Generic Reactor Number Balance (Eq. 1)

$$\frac{{dN}}{{dt}} = \left( {\frac{{dN}}{{dt}}} \right)_{bulk} + \left( {\frac{{dN}}{{dt}}} \right)_{biofilm} = tap_{IN} - AR_{OUT} + NGTR$$

(1)

Non-steady State Number Balance (Eq. 2)

$$\frac{{dN}}{{dt}} = \frac{{\left( {C_{AR} \ast V + C_{BF} \ast A} \right)_{t_1}^{t_2}}}{{dt}} = C_{tap_{avg}} \ast Q - C_{AR_{avg}}\ast Q + NGTR$$

(2)

Instantaneous Steady State Number Balance (Eq. 3)

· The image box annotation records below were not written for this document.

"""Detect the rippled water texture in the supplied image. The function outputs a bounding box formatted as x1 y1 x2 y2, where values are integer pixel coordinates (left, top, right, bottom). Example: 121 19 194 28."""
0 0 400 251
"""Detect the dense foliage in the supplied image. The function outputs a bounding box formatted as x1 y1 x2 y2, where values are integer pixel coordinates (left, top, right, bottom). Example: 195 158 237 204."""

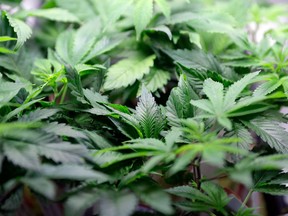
0 0 288 216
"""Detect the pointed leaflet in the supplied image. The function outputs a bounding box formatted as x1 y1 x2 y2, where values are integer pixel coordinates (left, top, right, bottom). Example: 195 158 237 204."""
72 18 102 65
253 77 282 97
27 8 80 23
203 79 224 116
134 0 153 39
242 116 288 153
134 88 165 138
166 75 198 126
6 14 32 50
131 181 174 215
0 74 26 108
141 68 170 92
155 0 171 19
39 164 110 183
99 191 138 216
104 55 156 90
56 0 96 20
224 72 259 110
93 0 133 27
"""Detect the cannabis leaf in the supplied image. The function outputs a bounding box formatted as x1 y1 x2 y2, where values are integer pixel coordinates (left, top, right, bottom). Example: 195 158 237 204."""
134 89 165 138
243 116 288 153
134 0 153 39
5 13 32 50
104 54 156 90
191 72 260 130
166 75 198 126
26 8 80 23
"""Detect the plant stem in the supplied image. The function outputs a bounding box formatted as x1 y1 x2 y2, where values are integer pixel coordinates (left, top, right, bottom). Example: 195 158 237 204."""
59 84 68 104
240 189 254 209
0 183 22 206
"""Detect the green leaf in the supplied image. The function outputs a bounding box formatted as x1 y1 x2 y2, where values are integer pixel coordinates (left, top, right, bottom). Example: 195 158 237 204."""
21 177 56 200
93 0 133 28
224 72 259 110
65 65 87 104
19 109 59 122
0 75 26 108
0 36 17 42
43 122 86 138
104 55 156 90
253 78 281 97
155 0 171 19
166 75 198 126
100 191 138 216
203 79 224 116
56 0 96 20
141 67 170 92
145 25 173 40
72 18 101 65
133 0 153 40
132 182 174 215
27 8 80 23
39 164 109 183
163 49 225 74
134 88 165 138
1 98 43 122
6 14 32 50
64 189 102 216
242 116 288 153
0 47 15 54
233 124 254 150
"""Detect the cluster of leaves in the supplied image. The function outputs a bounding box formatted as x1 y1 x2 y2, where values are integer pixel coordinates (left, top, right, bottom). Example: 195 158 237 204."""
0 0 288 216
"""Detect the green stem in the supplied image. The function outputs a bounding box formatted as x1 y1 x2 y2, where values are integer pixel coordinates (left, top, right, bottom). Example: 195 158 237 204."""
240 189 254 209
59 84 68 104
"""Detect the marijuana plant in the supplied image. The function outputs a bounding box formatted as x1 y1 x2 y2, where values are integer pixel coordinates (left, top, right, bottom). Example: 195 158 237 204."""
0 0 288 216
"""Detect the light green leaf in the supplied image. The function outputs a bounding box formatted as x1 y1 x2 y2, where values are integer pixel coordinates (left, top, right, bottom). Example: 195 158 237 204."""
224 72 259 110
2 98 43 122
56 0 96 20
100 192 138 216
43 122 86 138
0 36 17 42
18 109 59 122
132 182 174 215
21 177 56 200
0 75 26 108
134 88 165 138
203 79 224 116
145 25 173 40
155 0 171 19
253 78 282 97
64 189 102 216
242 116 288 153
40 164 109 183
166 75 198 126
142 68 170 92
104 55 156 90
28 8 80 23
134 0 153 40
6 14 32 50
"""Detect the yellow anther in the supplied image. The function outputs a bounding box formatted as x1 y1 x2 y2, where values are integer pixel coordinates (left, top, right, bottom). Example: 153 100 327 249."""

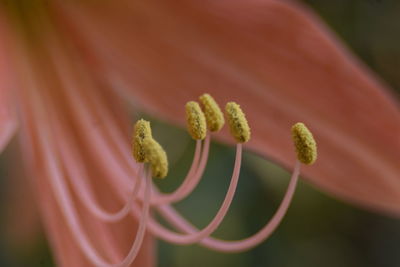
199 94 225 132
292 122 317 165
142 138 168 178
186 101 207 140
225 102 250 143
132 119 152 162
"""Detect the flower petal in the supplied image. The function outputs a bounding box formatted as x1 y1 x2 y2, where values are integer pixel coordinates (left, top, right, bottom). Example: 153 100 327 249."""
0 14 17 152
54 0 400 215
10 24 155 267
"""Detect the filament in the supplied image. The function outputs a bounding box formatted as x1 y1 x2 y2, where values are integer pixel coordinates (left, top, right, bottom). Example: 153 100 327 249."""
155 161 301 252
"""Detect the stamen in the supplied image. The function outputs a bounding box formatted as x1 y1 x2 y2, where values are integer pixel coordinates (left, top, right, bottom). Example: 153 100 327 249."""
199 94 225 132
132 119 152 162
225 102 250 143
142 138 168 178
292 122 317 165
185 101 207 140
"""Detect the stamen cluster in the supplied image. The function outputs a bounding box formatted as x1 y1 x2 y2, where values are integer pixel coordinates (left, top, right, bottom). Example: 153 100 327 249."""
47 94 317 267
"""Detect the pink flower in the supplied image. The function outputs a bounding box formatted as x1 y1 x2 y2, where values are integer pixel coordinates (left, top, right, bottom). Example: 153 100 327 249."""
0 0 400 266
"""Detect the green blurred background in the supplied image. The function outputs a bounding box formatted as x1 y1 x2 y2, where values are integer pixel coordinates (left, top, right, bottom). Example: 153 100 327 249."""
0 0 400 267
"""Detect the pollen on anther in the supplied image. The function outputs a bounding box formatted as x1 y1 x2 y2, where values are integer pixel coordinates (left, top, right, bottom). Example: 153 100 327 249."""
225 102 250 143
132 119 152 162
185 101 207 140
292 122 317 165
199 94 225 132
143 138 168 178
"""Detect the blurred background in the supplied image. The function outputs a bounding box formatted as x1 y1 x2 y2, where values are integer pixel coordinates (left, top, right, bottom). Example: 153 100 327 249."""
0 0 400 267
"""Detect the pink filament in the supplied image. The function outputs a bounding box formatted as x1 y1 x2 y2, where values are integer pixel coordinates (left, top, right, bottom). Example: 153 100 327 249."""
146 144 242 245
154 161 301 252
21 73 151 267
151 134 210 205
42 36 300 252
38 124 151 267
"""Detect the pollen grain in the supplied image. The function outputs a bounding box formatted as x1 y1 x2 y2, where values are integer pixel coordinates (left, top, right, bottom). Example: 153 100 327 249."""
225 102 250 143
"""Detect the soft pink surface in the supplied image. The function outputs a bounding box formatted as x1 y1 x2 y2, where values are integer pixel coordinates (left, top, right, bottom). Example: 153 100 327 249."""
55 0 400 215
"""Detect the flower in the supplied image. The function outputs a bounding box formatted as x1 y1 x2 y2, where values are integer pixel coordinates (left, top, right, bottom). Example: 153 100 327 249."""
0 0 400 266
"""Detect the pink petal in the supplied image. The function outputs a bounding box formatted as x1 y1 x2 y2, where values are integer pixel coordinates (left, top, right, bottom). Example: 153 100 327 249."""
13 22 155 267
55 0 400 215
0 13 17 152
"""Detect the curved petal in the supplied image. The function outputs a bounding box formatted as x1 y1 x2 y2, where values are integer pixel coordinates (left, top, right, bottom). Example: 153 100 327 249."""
0 13 17 152
54 0 400 215
13 18 156 267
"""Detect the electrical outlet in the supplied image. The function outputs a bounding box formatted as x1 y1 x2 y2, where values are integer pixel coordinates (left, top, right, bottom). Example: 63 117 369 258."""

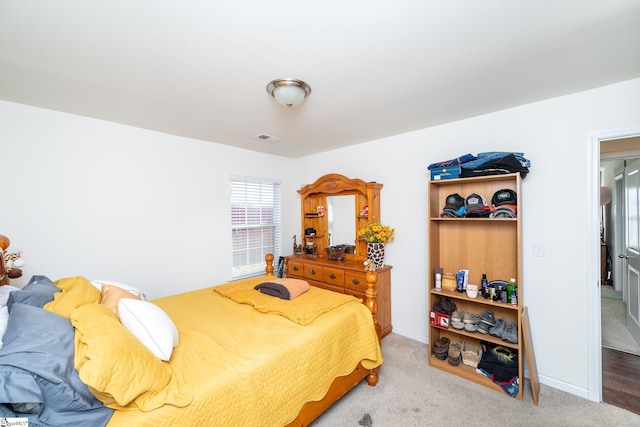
533 242 544 256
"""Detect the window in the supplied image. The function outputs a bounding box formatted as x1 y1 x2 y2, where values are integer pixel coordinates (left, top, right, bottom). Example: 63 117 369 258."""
231 178 280 279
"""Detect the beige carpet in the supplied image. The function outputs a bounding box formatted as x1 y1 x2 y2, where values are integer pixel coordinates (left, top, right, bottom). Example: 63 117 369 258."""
600 298 640 356
312 334 640 427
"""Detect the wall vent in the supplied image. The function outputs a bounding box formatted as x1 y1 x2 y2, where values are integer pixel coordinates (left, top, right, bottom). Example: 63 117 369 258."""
256 133 280 142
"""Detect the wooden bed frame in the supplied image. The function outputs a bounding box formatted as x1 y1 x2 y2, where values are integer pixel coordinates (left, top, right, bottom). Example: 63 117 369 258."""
0 242 381 427
258 254 382 427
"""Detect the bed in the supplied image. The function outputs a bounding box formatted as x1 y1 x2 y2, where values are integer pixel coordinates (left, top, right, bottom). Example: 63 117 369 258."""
0 251 382 427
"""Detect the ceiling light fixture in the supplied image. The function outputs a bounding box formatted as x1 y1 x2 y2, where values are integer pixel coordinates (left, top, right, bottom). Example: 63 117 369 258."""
267 78 311 108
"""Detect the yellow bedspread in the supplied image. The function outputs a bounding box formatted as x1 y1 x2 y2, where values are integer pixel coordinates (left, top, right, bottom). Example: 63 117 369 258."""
109 277 382 427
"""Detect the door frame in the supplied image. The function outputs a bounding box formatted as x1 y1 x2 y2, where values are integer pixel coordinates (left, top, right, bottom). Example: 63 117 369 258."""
586 126 640 402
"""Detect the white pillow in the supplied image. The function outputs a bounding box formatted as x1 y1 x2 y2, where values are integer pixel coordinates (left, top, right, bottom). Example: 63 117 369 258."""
118 298 179 361
0 305 9 348
0 288 20 307
90 280 147 301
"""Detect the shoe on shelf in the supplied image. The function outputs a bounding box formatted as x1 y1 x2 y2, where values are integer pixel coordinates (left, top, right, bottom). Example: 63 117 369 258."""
489 317 507 338
480 310 496 326
447 341 462 366
463 323 478 332
462 311 480 325
477 322 490 334
502 322 518 344
433 337 450 360
450 310 465 322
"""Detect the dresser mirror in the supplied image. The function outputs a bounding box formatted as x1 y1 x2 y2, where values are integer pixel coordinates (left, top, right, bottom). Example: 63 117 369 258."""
326 194 356 246
298 174 382 261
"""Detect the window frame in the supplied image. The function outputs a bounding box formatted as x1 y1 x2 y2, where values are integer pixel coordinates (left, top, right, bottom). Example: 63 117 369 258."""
230 176 282 280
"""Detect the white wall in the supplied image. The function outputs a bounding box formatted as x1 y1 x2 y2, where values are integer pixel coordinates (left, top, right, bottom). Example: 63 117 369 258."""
0 79 640 397
0 101 299 297
296 79 640 397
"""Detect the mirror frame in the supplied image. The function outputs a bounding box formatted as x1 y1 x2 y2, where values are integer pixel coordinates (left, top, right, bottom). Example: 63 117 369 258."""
298 173 383 261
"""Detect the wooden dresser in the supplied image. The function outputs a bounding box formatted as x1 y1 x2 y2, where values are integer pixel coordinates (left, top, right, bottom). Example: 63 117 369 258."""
286 255 393 337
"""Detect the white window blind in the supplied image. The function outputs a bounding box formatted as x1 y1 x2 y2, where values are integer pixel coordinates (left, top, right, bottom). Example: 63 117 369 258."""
231 178 280 279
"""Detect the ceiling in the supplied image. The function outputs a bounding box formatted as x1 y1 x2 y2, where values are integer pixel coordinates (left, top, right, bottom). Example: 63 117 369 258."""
0 0 640 158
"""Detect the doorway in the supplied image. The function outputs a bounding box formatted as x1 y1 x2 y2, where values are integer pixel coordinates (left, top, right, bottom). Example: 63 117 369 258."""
600 155 640 355
590 132 640 413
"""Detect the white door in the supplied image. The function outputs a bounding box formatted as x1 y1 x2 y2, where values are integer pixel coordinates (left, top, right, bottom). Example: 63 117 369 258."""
619 160 640 343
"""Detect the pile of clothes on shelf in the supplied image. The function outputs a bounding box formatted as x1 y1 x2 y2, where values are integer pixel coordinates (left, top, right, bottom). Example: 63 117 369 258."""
428 151 531 180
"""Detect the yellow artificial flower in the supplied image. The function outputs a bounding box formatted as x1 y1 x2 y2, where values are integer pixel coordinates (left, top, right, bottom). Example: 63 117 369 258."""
358 222 396 243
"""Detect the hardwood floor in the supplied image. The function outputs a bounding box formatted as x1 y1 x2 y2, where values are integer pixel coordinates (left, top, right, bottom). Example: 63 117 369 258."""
602 347 640 414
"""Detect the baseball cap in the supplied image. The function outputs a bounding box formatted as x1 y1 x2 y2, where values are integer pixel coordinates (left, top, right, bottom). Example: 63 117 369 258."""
440 193 466 218
490 204 518 218
464 193 491 217
491 188 518 208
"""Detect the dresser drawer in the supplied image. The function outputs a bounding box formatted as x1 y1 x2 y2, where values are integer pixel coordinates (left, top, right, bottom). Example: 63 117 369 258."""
344 271 367 292
322 267 344 288
304 264 322 282
287 260 304 277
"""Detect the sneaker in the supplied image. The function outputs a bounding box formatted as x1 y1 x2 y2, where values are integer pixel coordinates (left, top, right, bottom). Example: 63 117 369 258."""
502 322 518 344
462 311 480 325
489 317 507 338
480 310 496 326
477 322 489 334
433 337 450 360
447 341 462 366
450 310 465 322
463 323 478 332
450 322 465 331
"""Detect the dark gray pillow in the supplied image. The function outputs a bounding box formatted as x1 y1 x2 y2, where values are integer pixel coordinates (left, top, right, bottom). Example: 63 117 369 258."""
7 276 60 313
0 304 113 426
22 276 60 294
7 289 54 313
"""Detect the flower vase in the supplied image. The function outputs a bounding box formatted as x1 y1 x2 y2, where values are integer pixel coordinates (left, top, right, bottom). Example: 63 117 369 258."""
367 243 384 269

$$0 = C_{tap} \ast Q - C_{AR} \ast Q + NGTR$$

(3)

Metagenomic data analysis

Non-parametric, permutational ANOVA (PERMANOVA) of Aitchison distance was used to test differences in community composition using the adonis2 function in vegan (v2.6-4)¹¹². Aitchison distance accounts for the compositional nature of relative abundance data and was calculated using Euclidean distance after a clr transformation. Differential gene abundance analysis was performed using DESeq2 (v1.34)¹¹³. Nonmetric multidimensional scaling (NMDS) ordinations were conducted using Bray–Curtis distances for MAGs or MASH distances for reads. Redundancy analysis (RDA) ordination was performed using Hellinger distances of community composition data constrained around sample type and phase.